Suddenly someone arrived with a bucket full of white washcloths soaked in water.
“Breathe through this,” he screamed, an old vet of this drill, “and it won’t be so hard. If we don’t break, they’ll fall back. Come on, be strong, keep the faith.”
Some kids fell back, but most just stood there, trying to deal with it. Someone — no one could ever say who or why — took a step forward, then another one, and in a second or so those that remained had joined. The mass moved forward, not on the assault and certainly not to charge, but just out of the conviction that as young people nothing could deter them because they were so powerful.
As Julie moved she saw ahead a barricade of DC police cars, their lights flashing, and behind them Army soldiers, presumably a contingent of the 7,500 National Guardsmen called up to much hoo-hah in the newspapers. They had an insect look, their eyes giant, their snouts long and descending, like powerful mandibles, their flesh black. The masks, she realized. They were wearing gas masks, all of them. This infuriated her.
“You are warned to disperse!” came an amplified voice. “You are hereby warned to disperse. We will arrest those who do not disperse. You do not have a parade permit.”
“Oh, like that’s really crucial,” said someone with a laugh. “Shit, if I’d realized that I never would have come!”
A helicopter floated overhead. To the right, over the Potomac, the sun began to rise. It was about six, Julie saw, looking at her watch.
“Keep moving!” came a cry. “One, two, three, four, we don’t want your fucking war!”

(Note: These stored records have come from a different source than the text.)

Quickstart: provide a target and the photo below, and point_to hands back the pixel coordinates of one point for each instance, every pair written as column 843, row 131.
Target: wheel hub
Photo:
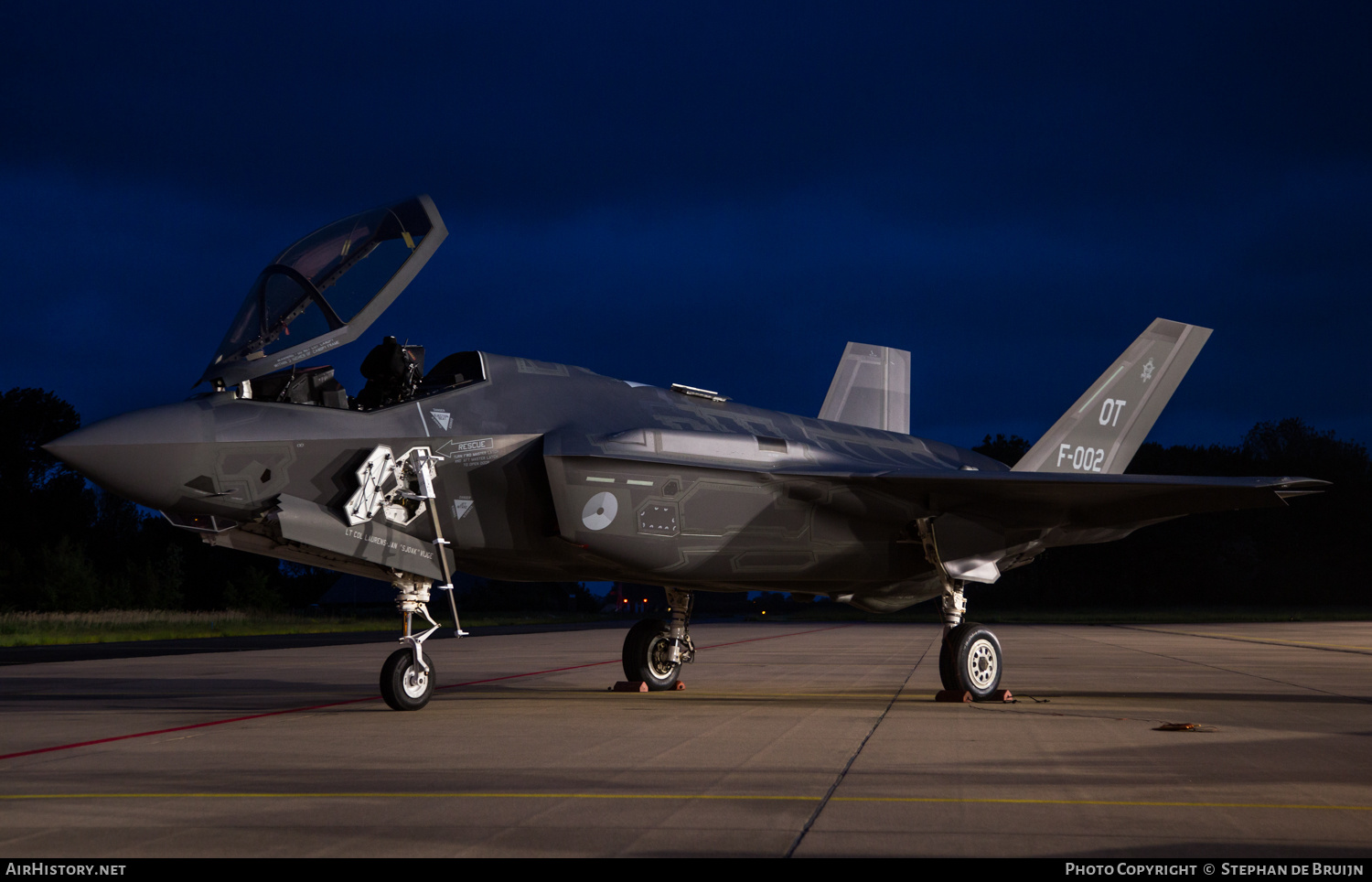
column 416, row 681
column 658, row 662
column 981, row 664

Julie hated to curse; she hated it when Donny cursed, but standing there in the astringent aftermath of the gas, her eyes bawling, her heart knotted in anger, she picked it up and was not alone.
ONE, TWO, THREE, FOUR
WE DON’T WANT YOUR FUCKING WAR
It was like an anthem, a battle cry. The kids that were left took their strength from it and began to move more quickly. They came together in the strobing lights of the police cars and the running lights of the circling copters. Those who’d fled regained their heroism, stopped and, moved by the strength of the few who remained, turned and themselves began to march.